Bu durumda, istinaf kanun yoluna başvuranın dilekçesinde yer verdiği itirazların açıklanan gerekçe ışığında yerinde olmamasına, kararda kamu düzenine ilişkin bir aykırılık bulunmamasına, kararının usul ve esas yönünden hukuka uygun olmasına göre, duruşma açılmasına gerek görülmeyerek Hukuk Muhakemeleri Kanunu’nun 353/1-b-1 maddesi gereğince istinaf başvurusunun esastan reddine karar verilmesi gerekmiştir.

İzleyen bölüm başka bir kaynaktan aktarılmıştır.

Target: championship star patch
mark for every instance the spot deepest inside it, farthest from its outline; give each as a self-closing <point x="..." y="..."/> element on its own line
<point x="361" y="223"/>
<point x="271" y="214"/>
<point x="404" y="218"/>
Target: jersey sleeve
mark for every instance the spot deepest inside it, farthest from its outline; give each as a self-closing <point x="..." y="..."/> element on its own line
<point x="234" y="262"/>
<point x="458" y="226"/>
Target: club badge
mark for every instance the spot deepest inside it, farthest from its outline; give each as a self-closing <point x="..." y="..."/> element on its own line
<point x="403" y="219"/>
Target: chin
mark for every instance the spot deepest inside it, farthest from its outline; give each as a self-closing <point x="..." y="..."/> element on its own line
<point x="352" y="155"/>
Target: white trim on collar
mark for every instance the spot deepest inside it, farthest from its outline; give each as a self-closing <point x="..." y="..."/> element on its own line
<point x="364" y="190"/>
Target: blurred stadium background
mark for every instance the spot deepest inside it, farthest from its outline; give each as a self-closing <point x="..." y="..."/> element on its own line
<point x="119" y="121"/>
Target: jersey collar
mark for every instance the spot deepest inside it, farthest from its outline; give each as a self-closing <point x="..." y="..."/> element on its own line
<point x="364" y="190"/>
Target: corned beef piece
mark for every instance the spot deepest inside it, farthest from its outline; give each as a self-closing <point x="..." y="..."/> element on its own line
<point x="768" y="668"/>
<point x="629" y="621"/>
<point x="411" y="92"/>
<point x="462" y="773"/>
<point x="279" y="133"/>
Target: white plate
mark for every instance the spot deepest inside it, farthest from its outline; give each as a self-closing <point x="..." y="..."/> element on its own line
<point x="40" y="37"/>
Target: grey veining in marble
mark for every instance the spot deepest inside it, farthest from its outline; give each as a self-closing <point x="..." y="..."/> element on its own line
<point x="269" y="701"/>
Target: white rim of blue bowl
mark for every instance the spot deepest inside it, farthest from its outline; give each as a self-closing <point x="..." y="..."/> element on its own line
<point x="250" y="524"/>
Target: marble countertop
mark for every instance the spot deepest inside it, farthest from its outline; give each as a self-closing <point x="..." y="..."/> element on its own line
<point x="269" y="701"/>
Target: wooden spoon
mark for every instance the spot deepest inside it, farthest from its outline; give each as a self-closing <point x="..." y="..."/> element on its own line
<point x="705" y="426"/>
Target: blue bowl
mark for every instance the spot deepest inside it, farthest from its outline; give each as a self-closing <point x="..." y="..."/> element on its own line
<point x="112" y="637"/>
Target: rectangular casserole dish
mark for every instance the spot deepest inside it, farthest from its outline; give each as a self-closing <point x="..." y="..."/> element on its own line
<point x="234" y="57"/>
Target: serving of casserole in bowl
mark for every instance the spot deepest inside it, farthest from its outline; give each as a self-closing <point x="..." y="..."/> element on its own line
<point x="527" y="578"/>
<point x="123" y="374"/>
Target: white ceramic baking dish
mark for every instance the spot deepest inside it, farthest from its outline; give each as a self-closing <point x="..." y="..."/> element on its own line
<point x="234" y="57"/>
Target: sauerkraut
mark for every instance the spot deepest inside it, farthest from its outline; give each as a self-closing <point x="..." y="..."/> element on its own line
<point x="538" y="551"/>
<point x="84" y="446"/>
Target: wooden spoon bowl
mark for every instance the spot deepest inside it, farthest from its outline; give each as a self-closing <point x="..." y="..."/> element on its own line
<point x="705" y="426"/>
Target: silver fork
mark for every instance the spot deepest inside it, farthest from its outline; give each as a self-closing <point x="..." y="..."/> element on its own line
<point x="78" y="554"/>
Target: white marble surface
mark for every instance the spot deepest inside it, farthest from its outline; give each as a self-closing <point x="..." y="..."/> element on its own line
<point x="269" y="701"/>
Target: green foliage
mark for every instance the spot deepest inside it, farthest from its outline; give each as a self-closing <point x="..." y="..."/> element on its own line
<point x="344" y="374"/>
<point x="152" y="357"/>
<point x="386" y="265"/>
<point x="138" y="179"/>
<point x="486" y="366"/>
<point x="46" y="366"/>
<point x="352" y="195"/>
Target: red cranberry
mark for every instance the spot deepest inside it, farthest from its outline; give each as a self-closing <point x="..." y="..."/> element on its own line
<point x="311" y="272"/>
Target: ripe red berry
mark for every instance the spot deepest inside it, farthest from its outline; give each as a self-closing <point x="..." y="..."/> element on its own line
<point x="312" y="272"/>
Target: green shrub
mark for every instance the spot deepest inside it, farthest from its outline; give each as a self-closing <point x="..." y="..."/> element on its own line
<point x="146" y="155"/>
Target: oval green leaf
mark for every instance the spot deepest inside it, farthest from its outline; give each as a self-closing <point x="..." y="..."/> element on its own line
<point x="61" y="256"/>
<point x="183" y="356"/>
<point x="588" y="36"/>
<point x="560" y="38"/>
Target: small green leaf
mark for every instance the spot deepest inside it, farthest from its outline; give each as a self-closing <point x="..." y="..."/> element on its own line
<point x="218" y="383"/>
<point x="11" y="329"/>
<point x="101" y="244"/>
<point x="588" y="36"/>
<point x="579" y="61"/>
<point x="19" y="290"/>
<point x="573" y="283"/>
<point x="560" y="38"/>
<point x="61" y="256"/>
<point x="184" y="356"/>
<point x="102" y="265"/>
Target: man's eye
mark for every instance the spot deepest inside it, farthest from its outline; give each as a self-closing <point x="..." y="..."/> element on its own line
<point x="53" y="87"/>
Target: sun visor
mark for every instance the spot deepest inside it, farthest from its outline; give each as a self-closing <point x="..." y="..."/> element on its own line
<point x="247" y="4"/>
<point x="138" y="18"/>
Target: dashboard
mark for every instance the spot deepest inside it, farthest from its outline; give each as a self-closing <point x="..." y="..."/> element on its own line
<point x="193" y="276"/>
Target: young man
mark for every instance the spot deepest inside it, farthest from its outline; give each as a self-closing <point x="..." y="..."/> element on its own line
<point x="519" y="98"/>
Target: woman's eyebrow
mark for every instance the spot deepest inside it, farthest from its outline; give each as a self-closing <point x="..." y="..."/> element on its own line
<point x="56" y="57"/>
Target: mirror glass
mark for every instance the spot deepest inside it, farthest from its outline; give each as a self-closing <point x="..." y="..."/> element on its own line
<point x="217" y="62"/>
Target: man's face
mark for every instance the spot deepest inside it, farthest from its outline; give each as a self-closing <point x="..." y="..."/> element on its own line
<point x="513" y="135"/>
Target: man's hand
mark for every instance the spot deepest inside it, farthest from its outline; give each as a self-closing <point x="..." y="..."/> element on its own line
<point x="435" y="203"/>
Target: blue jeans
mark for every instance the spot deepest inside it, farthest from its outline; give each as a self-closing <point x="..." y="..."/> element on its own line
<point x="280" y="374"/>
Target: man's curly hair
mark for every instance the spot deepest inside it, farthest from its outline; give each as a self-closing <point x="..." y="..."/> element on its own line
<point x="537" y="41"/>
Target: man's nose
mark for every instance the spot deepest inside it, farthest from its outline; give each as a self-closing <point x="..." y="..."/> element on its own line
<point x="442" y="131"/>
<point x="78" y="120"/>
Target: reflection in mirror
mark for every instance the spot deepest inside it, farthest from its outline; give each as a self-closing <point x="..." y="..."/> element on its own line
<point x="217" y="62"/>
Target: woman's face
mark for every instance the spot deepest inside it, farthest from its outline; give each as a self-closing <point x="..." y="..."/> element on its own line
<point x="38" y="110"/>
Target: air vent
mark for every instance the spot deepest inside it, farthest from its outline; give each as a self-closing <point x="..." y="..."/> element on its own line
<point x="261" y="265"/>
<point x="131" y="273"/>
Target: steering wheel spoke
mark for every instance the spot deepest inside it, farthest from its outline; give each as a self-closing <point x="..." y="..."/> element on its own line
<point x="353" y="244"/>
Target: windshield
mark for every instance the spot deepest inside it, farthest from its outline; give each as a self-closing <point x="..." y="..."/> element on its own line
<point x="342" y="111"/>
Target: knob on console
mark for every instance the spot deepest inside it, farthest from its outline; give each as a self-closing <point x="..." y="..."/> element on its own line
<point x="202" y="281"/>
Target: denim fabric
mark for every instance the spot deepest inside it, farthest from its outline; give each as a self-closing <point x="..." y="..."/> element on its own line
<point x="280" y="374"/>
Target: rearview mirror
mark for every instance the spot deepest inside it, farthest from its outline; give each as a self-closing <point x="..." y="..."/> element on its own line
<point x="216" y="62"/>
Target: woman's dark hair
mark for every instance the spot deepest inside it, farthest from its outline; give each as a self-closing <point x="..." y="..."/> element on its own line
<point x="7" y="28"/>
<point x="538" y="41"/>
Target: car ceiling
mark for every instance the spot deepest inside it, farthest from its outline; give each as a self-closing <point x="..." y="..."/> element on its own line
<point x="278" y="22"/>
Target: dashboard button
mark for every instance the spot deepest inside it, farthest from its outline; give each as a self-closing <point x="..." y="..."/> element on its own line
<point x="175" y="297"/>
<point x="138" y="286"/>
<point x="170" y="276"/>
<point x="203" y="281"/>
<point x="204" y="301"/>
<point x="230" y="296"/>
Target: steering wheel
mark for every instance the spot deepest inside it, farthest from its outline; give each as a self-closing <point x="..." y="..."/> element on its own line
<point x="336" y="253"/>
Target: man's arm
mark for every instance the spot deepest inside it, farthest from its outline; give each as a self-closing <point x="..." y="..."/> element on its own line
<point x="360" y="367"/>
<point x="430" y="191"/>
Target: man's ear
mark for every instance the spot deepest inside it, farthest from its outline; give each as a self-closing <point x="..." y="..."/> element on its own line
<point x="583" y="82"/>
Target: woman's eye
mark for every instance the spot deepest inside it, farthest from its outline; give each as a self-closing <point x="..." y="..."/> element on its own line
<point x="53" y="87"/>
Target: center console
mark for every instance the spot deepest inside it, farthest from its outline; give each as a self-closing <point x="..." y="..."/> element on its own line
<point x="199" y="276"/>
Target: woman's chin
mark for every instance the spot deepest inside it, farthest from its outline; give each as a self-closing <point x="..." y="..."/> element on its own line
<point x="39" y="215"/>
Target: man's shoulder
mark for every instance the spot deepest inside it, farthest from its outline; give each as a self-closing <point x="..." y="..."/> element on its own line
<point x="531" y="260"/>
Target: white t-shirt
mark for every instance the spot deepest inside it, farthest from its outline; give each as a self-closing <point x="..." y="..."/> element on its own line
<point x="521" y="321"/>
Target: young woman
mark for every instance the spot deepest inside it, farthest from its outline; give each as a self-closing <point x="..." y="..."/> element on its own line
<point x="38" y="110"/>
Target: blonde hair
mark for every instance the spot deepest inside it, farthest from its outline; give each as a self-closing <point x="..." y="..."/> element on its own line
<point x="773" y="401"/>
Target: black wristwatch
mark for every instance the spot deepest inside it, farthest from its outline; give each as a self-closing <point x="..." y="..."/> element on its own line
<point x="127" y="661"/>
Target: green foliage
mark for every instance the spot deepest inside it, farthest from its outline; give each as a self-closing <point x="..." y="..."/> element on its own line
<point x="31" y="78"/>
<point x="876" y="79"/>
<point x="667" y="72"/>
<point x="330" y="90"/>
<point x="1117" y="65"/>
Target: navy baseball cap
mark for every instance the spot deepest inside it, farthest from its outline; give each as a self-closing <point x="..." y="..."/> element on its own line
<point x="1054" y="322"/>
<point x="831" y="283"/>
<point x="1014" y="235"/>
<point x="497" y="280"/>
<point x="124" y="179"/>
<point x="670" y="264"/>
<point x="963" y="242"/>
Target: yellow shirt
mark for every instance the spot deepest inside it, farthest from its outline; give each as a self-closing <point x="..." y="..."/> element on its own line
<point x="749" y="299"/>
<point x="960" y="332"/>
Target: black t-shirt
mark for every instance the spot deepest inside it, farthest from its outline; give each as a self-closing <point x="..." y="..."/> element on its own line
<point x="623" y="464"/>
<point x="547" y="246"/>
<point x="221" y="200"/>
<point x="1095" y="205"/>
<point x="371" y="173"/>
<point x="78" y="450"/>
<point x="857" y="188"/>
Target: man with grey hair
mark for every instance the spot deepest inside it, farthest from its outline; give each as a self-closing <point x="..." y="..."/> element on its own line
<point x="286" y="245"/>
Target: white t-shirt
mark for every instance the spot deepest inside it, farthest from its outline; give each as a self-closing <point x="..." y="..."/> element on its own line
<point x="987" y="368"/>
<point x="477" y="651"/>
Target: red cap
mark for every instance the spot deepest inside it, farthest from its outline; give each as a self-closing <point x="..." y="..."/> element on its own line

HÜKÜM : Yukarıda açıklanan nedenlerle;
1-Davacı vekilinin istinaf başvurusunun Hukuk Muhakemeleri Kanunu’nun 353/1-b-1 maddesi uyarınca ESASTAN REDDİNE,
2-Davacı yönünden istinaf karar harcı olan 59,30 TL peşin alındığından yeniden alınmasına yer olmadığına,
3-İstinaf başvurusu nedeniyle davacı tarafından yapılan giderlerin kendi üzerinde bırakılmasına,
Dosya üzerinden yapılan inceleme neticesinde, HMK’nın 362/1-a maddesi uyarınca miktar itibariyle kesin olmak üzere 23.06.2021tarihinde oy birliğiyle karar verildi.